Alexander stopped. When he spoke again, every breath out of him was exhaled with alkaloid poison anguish. “I won’t make peace with it,” he said. “I know you want me to, but I can’t and I won’t. I know you think we’ve been dealt a fine hand here, but very soon Ant will be grown and gone—and then what?”
“Shura, please!”
“Don’t you see,” said Alexander, “that unless an infant comes to this house, we are forever in the ice in Lake Ladoga with your dead sister and sunk under the winter tree with your brother? We are against the wall with my mother and father with blindfolds over our faces, and I’m digging coal in Kolyma. The baby,” he whispered wrenchingly, “is the American thing. The baby is the new house and the new life. The baby is the power that sustains the stars. Don’t you see that?”
Her head shuddering in sorrow, Tatiana’s hands were clasped in a suffocating prayer—at her throat.
Everything she had she gave to him. Everything—except the one thing he desperately wanted. Except the one thing he desperately needed.
“Our house is divided against itself,” said Alexander.
She shook her head. “Please don’t say that,” she whispered. “God, please.”

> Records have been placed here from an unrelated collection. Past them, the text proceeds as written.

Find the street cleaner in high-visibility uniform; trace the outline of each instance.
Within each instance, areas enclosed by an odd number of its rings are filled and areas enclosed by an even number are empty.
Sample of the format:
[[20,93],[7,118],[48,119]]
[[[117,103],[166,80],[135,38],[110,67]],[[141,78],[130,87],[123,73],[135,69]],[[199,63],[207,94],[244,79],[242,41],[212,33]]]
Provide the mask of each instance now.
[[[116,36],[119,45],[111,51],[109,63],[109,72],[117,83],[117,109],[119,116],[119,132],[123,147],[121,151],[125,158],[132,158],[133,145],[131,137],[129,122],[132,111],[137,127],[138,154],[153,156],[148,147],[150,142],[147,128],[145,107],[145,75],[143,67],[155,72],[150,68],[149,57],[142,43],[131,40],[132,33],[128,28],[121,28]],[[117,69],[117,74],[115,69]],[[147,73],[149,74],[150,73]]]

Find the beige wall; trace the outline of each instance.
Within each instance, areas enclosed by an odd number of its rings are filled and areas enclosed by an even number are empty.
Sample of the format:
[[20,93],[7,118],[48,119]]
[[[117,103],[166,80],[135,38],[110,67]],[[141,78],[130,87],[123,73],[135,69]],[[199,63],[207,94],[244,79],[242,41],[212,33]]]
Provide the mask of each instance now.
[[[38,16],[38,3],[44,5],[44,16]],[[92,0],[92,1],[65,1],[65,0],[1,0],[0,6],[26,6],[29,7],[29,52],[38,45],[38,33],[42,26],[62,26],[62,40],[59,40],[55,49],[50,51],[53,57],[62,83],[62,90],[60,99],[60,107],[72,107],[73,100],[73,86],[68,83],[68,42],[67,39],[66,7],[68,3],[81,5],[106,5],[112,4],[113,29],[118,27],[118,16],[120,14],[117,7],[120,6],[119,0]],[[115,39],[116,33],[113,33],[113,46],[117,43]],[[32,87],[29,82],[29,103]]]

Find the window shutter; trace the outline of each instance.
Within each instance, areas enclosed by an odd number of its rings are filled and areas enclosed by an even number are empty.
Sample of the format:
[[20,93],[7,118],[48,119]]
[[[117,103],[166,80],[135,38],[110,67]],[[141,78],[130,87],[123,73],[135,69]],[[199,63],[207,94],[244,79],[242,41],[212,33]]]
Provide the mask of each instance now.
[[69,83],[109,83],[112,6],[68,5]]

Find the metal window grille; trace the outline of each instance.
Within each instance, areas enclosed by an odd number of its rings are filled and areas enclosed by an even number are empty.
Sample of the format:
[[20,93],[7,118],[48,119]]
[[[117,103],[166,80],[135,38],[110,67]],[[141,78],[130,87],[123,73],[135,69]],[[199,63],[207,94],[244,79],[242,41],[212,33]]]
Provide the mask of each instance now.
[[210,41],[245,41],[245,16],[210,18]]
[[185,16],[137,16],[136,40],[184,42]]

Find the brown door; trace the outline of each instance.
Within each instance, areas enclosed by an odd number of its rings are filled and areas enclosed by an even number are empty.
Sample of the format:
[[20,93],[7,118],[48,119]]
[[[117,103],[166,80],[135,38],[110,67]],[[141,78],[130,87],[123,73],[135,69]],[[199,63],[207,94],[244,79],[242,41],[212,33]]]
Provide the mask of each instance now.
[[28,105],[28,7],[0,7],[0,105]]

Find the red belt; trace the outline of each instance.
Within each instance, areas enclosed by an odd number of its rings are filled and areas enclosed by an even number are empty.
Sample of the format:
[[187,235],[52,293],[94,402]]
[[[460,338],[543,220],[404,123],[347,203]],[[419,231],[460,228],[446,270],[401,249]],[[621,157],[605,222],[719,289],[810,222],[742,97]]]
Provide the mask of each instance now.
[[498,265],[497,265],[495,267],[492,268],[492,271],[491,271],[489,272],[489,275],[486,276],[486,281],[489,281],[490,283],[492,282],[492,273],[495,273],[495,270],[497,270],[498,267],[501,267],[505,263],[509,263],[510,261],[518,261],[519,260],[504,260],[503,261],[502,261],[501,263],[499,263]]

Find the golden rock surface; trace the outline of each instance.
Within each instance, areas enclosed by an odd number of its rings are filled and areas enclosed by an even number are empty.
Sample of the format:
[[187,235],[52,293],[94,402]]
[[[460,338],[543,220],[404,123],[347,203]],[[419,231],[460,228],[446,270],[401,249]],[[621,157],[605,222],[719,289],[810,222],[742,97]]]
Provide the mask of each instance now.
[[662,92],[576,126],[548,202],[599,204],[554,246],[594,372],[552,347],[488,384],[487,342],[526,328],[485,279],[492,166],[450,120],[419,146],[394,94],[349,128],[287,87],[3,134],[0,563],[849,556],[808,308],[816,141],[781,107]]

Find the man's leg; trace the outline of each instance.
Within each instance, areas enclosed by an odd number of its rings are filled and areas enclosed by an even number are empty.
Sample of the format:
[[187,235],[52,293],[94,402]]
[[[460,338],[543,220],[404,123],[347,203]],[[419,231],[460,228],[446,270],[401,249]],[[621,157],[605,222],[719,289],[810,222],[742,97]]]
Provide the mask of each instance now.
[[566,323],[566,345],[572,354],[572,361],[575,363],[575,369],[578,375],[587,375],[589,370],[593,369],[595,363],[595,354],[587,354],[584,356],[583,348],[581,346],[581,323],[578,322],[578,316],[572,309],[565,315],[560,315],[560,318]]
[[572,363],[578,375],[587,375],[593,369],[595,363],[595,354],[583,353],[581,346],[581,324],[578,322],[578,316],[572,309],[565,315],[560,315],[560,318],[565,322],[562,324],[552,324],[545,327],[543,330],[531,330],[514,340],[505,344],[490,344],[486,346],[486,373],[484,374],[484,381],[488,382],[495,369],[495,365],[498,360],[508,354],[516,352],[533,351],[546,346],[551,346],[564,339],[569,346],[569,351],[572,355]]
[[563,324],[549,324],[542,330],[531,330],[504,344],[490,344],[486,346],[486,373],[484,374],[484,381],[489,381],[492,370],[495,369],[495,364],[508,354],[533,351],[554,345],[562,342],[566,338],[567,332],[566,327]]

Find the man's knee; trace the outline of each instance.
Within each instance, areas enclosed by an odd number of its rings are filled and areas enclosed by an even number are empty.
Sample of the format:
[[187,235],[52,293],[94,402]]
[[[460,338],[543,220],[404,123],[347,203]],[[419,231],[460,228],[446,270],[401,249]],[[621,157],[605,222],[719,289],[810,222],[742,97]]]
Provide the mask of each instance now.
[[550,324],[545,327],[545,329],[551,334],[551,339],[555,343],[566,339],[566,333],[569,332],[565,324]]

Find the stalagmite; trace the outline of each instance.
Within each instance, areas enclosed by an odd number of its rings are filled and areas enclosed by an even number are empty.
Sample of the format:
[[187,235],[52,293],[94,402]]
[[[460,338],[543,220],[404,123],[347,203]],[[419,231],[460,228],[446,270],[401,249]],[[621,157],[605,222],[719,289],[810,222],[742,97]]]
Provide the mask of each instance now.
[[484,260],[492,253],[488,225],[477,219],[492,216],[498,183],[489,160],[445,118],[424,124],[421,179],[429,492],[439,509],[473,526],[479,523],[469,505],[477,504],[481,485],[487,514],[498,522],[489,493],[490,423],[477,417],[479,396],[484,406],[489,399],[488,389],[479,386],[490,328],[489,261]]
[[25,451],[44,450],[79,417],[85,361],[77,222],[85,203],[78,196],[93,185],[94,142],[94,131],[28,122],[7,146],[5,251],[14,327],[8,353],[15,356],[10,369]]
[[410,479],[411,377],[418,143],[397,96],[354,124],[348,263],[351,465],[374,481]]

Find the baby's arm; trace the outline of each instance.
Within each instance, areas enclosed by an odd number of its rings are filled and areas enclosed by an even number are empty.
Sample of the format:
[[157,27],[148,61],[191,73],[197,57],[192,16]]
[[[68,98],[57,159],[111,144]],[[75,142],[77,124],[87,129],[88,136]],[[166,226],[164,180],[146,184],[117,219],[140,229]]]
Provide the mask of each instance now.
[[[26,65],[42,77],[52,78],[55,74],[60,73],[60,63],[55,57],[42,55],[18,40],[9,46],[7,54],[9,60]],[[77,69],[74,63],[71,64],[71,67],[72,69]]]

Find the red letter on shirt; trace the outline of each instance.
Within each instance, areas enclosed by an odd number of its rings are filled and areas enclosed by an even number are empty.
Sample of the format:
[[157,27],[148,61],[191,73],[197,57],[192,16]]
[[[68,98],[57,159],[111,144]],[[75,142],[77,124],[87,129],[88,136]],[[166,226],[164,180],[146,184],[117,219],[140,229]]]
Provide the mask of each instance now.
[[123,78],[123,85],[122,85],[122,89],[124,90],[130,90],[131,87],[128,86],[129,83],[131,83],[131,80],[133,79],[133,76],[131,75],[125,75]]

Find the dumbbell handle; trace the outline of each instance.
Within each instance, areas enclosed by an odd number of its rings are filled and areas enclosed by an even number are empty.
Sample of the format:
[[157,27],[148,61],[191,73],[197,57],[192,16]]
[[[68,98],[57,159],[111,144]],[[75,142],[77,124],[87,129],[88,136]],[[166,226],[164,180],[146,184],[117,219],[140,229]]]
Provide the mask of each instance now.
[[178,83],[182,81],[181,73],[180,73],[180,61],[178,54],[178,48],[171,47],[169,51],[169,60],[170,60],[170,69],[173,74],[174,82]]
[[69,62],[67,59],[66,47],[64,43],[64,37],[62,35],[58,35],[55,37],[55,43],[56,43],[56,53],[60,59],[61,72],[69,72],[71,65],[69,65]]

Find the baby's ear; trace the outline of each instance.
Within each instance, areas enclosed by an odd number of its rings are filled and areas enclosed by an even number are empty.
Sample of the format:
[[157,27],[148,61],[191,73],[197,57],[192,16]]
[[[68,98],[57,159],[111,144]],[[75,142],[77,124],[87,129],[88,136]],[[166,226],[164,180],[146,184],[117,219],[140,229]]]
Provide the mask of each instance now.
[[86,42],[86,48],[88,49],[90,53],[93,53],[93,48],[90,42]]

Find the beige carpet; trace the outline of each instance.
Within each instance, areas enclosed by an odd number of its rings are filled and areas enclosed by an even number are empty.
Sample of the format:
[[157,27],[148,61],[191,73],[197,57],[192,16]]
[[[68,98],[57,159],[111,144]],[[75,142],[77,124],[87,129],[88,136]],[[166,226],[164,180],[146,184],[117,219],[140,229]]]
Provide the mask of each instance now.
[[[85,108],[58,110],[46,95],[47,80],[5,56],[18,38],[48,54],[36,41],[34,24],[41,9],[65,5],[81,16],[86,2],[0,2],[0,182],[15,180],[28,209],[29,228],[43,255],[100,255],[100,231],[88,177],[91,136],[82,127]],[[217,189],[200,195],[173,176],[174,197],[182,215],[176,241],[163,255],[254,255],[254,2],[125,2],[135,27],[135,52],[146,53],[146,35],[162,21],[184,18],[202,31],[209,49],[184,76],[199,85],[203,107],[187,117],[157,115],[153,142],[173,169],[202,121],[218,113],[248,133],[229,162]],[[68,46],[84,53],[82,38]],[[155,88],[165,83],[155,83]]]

Waving his hand to flag the finish, Alexander collected his beer can, his ash tray. “There’s no use talking any more about it,” he said, walking past Tatiana to the house. “We’ve talked it now to deat
h.”
These were the snapshots of their brief and unspeakably silent love that night: Tatiana with her legs draped over the bedroom chair, her white crinoline and red flowing skirt spread around and near and over Alexander’s lowered black black head. And this: Alexander standing, not touching, and Tatiana kneeling on the floor in front of him. And this: Tatiana on her hands and knees in her red bolero dress, Alexander behind her. And finally the afterglow: he’s gone back outside and is sitting on the deck, smoking, and she is alone in the armchair, in her red bolero dress. The ticks of time, the fractions of an hour, four bars of a rhyme. There was no whispering, no sighing, no crying out, not a single oh Shura. The only muted sounds coming out of her throat were as if she had been suffocating.
And the next morning Tatiana got up and flew to work in the red Ford Thunderbird rag-top Alexander bought her so she would love him.
Faith Noël
Tatiana and Bradley were sitting across from each other having lunch that afternoon, a Thursday. Tatiana kept the conversation flowing, shop talk, other nurses, and patients, Red Cross blood drive, which she organized every year for the city of Phoenix. “Did you hear about the woman who refused a Cesarian section for her twins?” Tatiana asked.
“This isn’t one of your little jokes, is it?” He grinned.
“No, no joke,” she said seriously, now wishing it were. “One of the babies was stillborn.”
Bradley stopped smiling and nodded. “I know. The other one is okay, though. He’s already been adopted. But sometimes this happens with twins.”
“Yes,” said Tatiana. “I was one of those too-small, non-Cesarian twins. But that was in a Soviet peasant village. This is going on in your maternity clinic, David. The woman refused the op because she said the doctor looked shifty.”
“I’m not responsible for the choices Cesarian mothers make in my clinic.”
“Mmm,” she said. “You mean non-Cesarian mothers. Are you responsible for Dr. Culkin?”